Monday, September 10, 2018

Assisted Solo review: An affectionate and surreal dance about elderly care

Philip Connaughton's absorbing new production features an appearance by his mother, who suffers from dementia. Photo: Ste Murray 


Project Arts Centre (Upstairs), Dublin Fringe Festival 
Sep 8-15

My review of Assisted Solo by Philip Connaughton coming up just as soon as my ex-boyfriend is a gynaecologist ...


Three dancers, stunning and knowing, extend and step as if invisible to each other. So begins Company Philip Connaughton’s absorbing new production about perfection, in which the choreographer’s radiant mother Madelaine, a woman suffering from advanced dementia, appears on film.

Choreographed in collaboration with the company, Connaughton’s own solo sees him spin elegantly one second and cheekily wag his finger the next.

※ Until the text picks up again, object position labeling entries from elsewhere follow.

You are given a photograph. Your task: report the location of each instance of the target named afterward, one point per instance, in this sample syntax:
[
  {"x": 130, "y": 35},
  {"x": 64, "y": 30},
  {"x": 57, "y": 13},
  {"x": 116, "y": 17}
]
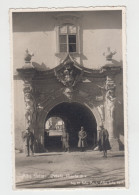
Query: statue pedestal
[
  {"x": 28, "y": 65},
  {"x": 114, "y": 144}
]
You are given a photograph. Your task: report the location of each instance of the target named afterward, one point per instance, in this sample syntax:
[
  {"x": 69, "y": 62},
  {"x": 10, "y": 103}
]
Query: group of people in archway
[
  {"x": 82, "y": 143},
  {"x": 103, "y": 142}
]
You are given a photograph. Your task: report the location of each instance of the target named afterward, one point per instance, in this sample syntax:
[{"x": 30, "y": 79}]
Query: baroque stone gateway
[
  {"x": 72, "y": 70},
  {"x": 71, "y": 85}
]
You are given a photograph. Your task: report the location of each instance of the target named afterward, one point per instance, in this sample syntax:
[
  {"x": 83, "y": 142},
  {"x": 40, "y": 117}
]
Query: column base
[{"x": 114, "y": 144}]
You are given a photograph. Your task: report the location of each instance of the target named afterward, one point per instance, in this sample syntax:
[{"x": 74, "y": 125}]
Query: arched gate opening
[{"x": 74, "y": 116}]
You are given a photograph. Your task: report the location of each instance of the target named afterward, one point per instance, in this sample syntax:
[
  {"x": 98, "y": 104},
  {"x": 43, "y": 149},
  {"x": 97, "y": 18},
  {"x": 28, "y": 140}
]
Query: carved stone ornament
[
  {"x": 28, "y": 56},
  {"x": 109, "y": 54}
]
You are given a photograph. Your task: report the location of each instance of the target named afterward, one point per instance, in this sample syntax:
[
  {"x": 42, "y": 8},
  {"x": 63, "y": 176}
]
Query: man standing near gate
[
  {"x": 29, "y": 142},
  {"x": 82, "y": 143},
  {"x": 65, "y": 140}
]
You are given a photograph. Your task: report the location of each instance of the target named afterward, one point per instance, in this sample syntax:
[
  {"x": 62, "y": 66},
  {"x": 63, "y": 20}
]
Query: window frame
[{"x": 67, "y": 39}]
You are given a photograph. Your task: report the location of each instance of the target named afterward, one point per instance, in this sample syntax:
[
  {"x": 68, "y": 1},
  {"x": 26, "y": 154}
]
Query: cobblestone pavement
[{"x": 70, "y": 170}]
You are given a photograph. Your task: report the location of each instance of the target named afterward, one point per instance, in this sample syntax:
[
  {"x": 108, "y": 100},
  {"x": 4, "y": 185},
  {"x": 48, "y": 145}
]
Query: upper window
[{"x": 68, "y": 38}]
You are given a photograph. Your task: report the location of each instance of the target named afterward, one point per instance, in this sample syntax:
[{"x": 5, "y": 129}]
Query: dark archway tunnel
[{"x": 74, "y": 116}]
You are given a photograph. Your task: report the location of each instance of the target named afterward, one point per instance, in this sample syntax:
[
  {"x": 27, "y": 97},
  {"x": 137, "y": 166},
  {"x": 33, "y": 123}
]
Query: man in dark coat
[
  {"x": 103, "y": 142},
  {"x": 65, "y": 140},
  {"x": 29, "y": 141},
  {"x": 82, "y": 143}
]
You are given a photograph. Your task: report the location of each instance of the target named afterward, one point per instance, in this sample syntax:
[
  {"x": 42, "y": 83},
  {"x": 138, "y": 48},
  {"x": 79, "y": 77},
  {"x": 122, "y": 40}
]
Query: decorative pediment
[{"x": 69, "y": 73}]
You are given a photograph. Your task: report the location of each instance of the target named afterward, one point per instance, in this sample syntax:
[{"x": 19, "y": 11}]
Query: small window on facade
[{"x": 68, "y": 38}]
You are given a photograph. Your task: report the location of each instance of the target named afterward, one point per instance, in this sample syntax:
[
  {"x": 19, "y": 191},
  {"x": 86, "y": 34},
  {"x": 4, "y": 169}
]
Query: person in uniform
[
  {"x": 29, "y": 142},
  {"x": 103, "y": 142},
  {"x": 65, "y": 140},
  {"x": 82, "y": 143}
]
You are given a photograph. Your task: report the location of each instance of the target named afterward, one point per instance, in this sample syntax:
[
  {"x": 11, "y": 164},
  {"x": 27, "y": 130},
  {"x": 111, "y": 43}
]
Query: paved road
[{"x": 70, "y": 170}]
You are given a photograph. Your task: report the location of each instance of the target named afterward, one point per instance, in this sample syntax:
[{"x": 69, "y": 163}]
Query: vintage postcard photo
[{"x": 69, "y": 98}]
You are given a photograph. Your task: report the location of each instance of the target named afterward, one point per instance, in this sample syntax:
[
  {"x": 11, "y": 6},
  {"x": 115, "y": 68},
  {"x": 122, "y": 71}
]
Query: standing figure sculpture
[
  {"x": 82, "y": 143},
  {"x": 65, "y": 140},
  {"x": 103, "y": 142},
  {"x": 29, "y": 142}
]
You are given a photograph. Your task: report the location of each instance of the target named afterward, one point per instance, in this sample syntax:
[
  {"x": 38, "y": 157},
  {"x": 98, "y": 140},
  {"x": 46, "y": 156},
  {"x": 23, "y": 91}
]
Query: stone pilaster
[
  {"x": 30, "y": 105},
  {"x": 110, "y": 101}
]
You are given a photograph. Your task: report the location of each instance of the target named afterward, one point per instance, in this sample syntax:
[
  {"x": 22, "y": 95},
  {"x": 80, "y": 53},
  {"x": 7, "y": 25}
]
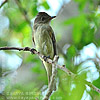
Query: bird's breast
[{"x": 43, "y": 41}]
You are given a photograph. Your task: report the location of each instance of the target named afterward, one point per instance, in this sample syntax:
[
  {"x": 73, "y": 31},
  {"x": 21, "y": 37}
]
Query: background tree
[{"x": 77, "y": 34}]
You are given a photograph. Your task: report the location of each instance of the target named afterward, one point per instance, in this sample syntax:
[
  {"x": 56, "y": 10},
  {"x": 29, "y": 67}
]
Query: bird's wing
[{"x": 51, "y": 33}]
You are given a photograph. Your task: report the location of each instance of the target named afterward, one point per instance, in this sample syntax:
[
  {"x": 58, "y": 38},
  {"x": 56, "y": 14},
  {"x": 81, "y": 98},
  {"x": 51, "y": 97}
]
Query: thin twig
[
  {"x": 52, "y": 84},
  {"x": 23, "y": 11},
  {"x": 48, "y": 60},
  {"x": 4, "y": 1}
]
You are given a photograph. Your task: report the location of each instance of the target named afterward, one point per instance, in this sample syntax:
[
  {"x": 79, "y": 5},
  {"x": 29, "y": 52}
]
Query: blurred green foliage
[{"x": 85, "y": 31}]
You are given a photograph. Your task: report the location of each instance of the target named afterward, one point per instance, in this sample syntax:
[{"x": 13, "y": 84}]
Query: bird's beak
[{"x": 52, "y": 17}]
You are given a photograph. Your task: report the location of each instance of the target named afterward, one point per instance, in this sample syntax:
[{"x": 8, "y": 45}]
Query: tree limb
[{"x": 48, "y": 60}]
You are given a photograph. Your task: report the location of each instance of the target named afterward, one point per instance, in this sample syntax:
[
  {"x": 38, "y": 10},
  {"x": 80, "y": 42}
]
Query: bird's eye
[{"x": 43, "y": 18}]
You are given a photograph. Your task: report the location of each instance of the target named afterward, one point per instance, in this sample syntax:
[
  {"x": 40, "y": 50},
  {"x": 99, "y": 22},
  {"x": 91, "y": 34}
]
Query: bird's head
[{"x": 43, "y": 18}]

Comic touches lighten a serious subject, as if in a stealthy tragicomedy.

Dissonance may be slyly present at first, in the conflict patterns of Emily NĂ­ Bhroin’s excellent costuming, but it’s eventually domineering, in an aching solo by Magali Caillet-Gajan that is at once resolute and confused, ending with her trapped by ordinary objects. Everyday life is transformed into something more difficult.  

In humorous and absurd leaps, Connaughton’s production shows a gay man’s sexual fantasies (Lucia Kickham creates a grinning life-size Popeye) interrupted by new duties looking after his mother. His movement shows added signs of pressure. 

Though it feels over-choreographed in parts, this affectionate and surreal dance about elderly care challenges perceptions about the ageing body. “Would you like to dance?” someone asks Madeline. All that's needed is someone to show the way.